Os Estados Unidos anunciaram uma nova proposta de tarifas sobre produtos importados de dezenas de países, incluindo o Brasil. Desta vez, a justificativa apresentada pelo Escritório do Representante Comercial dos Estados Unidos (USTR) é a suposta falha de governos e parceiros comerciais no combate à produção e circulação de mercadorias associadas ao trabalho forçado.
A proposta foi divulgada nesta terça-feira (2), um dia após o governo norte-americano apresentar outra medida comercial que prevê uma sobretaxa de 25% sobre produtos brasileiros em investigação separada. Ainda não está claro se as duas tarifas poderão ser aplicadas simultaneamente.
Brasil está entre os países investigados
A investigação foi aberta em março deste ano e analisou as políticas adotadas por 60 economias ao redor do mundo para impedir a entrada de produtos ligados ao trabalho forçado em suas cadeias produtivas.
Segundo o relatório do USTR, o Brasil está entre os países que não possuem mecanismos considerados suficientemente eficazes para impedir a importação ou circulação desse tipo de mercadoria. A avaliação também incluiu países como Argentina, China, Índia, Japão, Reino Unido, Austrália e África do Sul, entre outros.
Tarifas podem variar entre 10% e 12,5%
A proposta americana estabelece duas faixas de cobrança.
Países que já possuem algum tipo de restrição ou compromisso formal para combater produtos associados ao trabalho forçado poderão ser enquadrados em uma tarifa adicional de 10%.

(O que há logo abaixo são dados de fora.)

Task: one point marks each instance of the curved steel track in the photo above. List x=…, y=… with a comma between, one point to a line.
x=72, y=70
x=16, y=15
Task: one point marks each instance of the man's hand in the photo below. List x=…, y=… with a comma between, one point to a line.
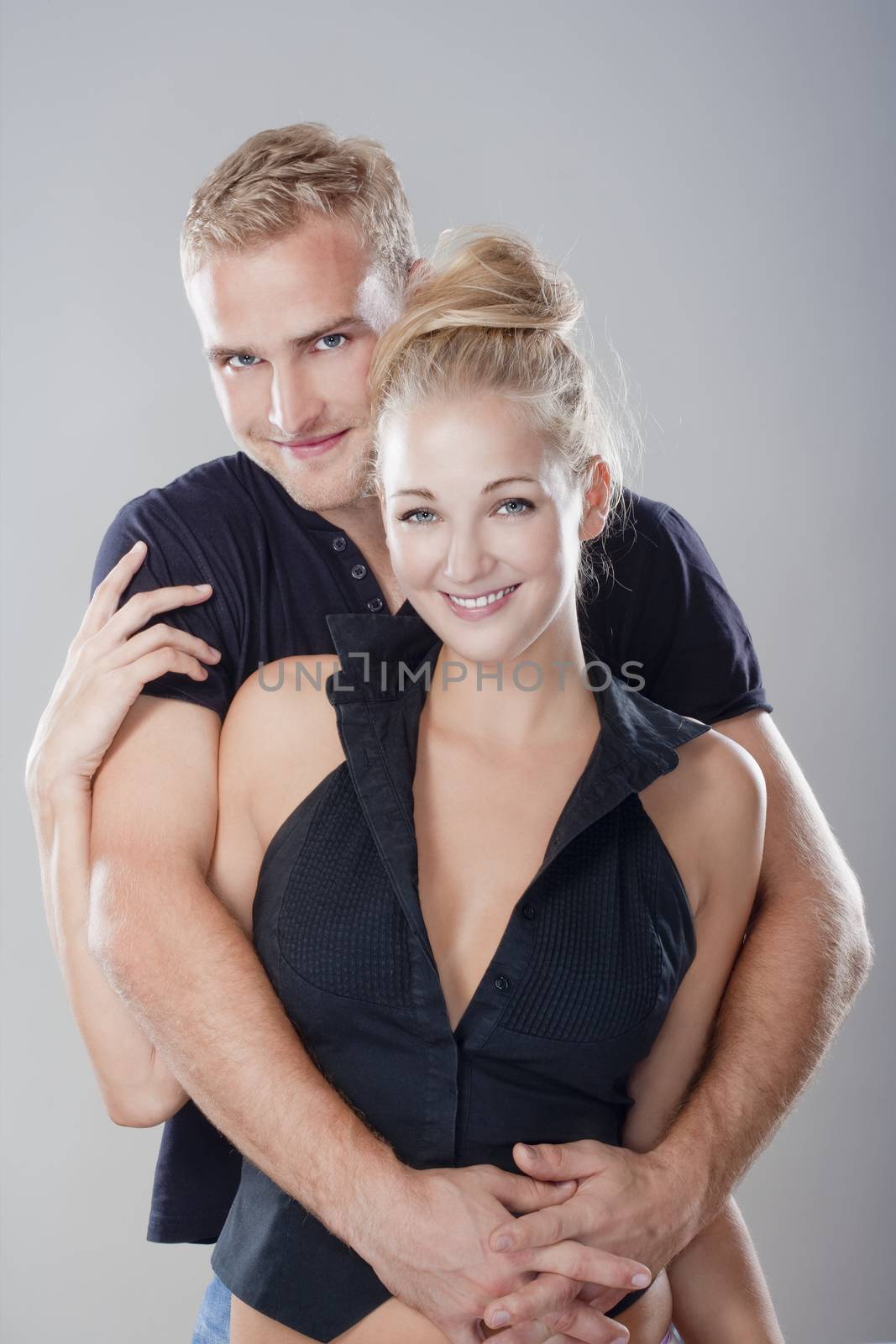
x=617, y=1191
x=437, y=1257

Já as economias consideradas insuficientes na adoção ou aplicação dessas medidas, caso do Brasil segundo o relatório, poderão enfrentar uma sobretaxa de 12,5% sobre determinados produtos exportados para os Estados Unidos.
Além disso, o governo norte-americano estuda regras específicas para o setor têxtil, com tratamento diferenciado para alguns países.
Governo americano endurece discurso
Ao anunciar a proposta, o representante comercial dos Estados Unidos, Jamieson Greer, afirmou que a falta de ações mais rigorosas contra o trabalho forçado cria uma concorrência considerada desleal para trabalhadores e empresas americanas.
Segundo ele, os Estados Unidos pretendem ampliar a pressão internacional para que os parceiros comerciais adotem mecanismos mais robustos de fiscalização e controle das cadeias produtivas.
Consulta pública antecede decisão final
Antes de qualquer implementação, a proposta passará por consulta pública.
Empresas, governos e entidades interessadas poderão apresentar manifestações até o início de julho. As audiências públicas estão previstas para ocorrer em 7 de julho, quando o governo americano analisará os argumentos antes de definir se as tarifas serão aplicadas.
Relação comercial segue sob pressão
A nova proposta aumenta a tensão comercial entre Brasil e Estados Unidos em um momento em que os dois países já discutem outras medidas tarifárias.
Nos últimos dias, o governo brasileiro contestou investigações americanas envolvendo temas como comércio digital, sistema Pix, propriedade intelectual e questões ambientais. Agora, a discussão sobre trabalho forçado amplia a lista de temas que podem impactar a relação econômica entre as duas maiores economias do continente.